Elu FN et censure culturelle

dimanche 10 avril 2016.
 

Quand un élu FN dérape

Jeudi 31 mars, il s’agissait de voter une subvention pour la commémoration du 150° anniversaire de la naissance d’Erik Satie (1866-1925) lors d’une séance du conseil municipal d’Arcueil, ville où est enterré le compositeur. Le journal Le Parisien rapporte qu’un élu de l’opposition Front National (FN), après avoir traité Satie de divers noms d’oiseau, a déclaré que l’argent public ne devait pas servir à honorer un compositeur alcoolique membre du Parti communiste.

Oui, Satie était alcoolique et il adhère à la Troisième Internationale dès 1919, quittant la SFIO peu avant le congrès de Tours. Pour autant faut-il l’interdire ? Jusqu’à preuve du contraire, l’argent public en France permet de jouer et d’honorer tous les compositeurs, indépendamment de leurs opinions politiques, religieuses ou même de leurs mœurs. Cela s’appelle la République !

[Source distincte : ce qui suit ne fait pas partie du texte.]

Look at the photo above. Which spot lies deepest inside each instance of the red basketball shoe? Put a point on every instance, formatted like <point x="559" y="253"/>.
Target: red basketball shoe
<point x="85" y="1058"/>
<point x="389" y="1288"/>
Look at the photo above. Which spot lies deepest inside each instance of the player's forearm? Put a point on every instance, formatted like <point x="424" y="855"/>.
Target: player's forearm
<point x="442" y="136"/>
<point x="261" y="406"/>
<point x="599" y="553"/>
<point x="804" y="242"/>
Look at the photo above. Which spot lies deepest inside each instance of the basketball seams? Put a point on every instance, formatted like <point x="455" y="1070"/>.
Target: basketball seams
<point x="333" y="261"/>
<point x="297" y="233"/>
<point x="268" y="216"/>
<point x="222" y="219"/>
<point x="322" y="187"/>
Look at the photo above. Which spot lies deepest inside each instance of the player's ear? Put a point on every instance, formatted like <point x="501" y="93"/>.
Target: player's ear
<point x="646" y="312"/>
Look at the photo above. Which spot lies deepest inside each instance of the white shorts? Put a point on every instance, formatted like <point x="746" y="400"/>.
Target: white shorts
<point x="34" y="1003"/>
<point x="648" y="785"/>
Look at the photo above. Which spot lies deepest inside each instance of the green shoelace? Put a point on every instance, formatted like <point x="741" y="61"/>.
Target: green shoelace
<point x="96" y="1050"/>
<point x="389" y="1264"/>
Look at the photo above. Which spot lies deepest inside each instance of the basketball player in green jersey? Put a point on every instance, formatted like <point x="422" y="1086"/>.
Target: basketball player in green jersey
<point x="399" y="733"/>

Si l’on suit les préceptes de cet élu du FN, monsieur Denis Truffaut, la liste devrait bientôt s’allonger : plus de tableaux d’une exposition puisque Moussorgski était un alcoolique notoire ; terminé également pour Glazounov et tant d’autres artistes amateurs de la dive bouteille. Quant aux communistes : exit Charles Koechlin et ses Bandar-log ; fi de Louis Durey, Elsa Barraine, Jean Wiéner, Erwin Schulhoff, Hanns Eisler, Luigi Nono et tant d’autres qui ont cru au bien commun et aux avancées sociales à une époque où l’on pouvait y croire.

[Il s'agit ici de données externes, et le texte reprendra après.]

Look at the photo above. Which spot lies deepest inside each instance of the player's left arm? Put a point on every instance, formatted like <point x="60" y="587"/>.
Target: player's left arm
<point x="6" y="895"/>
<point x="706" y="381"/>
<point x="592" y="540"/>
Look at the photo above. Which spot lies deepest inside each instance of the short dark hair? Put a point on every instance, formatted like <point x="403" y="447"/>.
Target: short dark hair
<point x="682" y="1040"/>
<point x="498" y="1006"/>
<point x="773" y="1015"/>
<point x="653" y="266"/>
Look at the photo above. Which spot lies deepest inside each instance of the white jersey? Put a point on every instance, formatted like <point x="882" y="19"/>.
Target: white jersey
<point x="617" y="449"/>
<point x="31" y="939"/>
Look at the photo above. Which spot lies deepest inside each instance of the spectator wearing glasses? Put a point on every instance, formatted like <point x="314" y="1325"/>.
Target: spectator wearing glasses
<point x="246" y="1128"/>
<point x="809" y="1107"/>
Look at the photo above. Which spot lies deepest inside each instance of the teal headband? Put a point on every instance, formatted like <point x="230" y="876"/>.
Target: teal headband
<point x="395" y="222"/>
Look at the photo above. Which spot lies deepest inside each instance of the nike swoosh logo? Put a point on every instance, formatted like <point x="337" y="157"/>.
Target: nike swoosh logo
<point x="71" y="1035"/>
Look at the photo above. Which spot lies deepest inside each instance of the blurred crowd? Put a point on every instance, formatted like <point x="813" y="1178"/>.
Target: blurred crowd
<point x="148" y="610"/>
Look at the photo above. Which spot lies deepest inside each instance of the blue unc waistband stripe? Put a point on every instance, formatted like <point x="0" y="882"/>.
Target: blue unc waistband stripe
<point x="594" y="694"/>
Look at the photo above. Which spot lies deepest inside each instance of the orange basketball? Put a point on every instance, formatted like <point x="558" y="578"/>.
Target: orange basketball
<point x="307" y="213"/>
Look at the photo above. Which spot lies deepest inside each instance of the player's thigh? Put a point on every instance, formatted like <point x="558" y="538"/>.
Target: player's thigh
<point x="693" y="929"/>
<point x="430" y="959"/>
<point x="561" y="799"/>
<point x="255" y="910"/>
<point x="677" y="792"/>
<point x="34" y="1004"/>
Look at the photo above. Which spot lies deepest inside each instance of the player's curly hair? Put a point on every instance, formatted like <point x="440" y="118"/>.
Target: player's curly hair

Bientôt, suivant cette logique, il ne faudrait plus jouer ou honorer Haendel, Tchaïkovski, Poulenc et quelques autres pour cause d’homosexualité. Mais, concernant les « bonnes mœurs », que dire alors de Brahms ou Ravel qui fréquentaient régulièrement les bordels hambourgeois ou parisiens. Schubert lui-même n’est-il pas mort d’une syphilis contractée auprès de quelque gourgandine ?

Bien sûr, cette réaction émanant d’un élu de la République peut sembler risible tant elle est ridicule. Mais, il serait dangereux de banaliser. Pour l’instant, cet élu siège dans l’opposition, mais… jusqu’à quand ? Cette vieille stratégie de l’extrême droite a déjà fait ses preuves dans le passé. Stefan Zweig, tragique exilé du IIIe Reich, en explique très bien le processus : « Sa technique de l’imposture dénuée de scrupule, se gardait bien de montrer tout le caractère radical de ses visées, avant qu’on eût endurci le monde. Ils appliquaient leurs méthodes avec prudence : on procédait par doses successives, et on ménageait une petite pause après chaque dose. »

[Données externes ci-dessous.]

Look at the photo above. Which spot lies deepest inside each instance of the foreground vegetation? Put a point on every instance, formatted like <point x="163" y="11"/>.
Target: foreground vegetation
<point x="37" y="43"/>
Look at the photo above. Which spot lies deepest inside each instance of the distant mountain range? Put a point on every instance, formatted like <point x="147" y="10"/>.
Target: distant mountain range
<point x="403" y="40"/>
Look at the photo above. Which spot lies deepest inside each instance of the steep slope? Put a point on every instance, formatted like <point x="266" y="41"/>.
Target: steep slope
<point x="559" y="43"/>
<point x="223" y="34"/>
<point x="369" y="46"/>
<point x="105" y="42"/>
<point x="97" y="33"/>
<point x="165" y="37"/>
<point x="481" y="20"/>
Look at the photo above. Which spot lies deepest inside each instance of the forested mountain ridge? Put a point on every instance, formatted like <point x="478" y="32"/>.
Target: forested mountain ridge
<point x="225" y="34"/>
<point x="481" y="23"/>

Alors, après les communistes, les alcooliques, les homosexuels et les dépravés en tout genre, la « dose » suivante s’adressera peut-être – et la boucle sera bouclée – aux compositeurs, disons… juifs par exemple ? Facile ! Il n’y aurait qu’à reprendre les listes noires jadis établies par le gouvernement de Vichy.

Bruno Giner est compositeur et auteur de « Erik Satie » chez Bleu nuit éditeur, collection Horizons, Paris, 2016.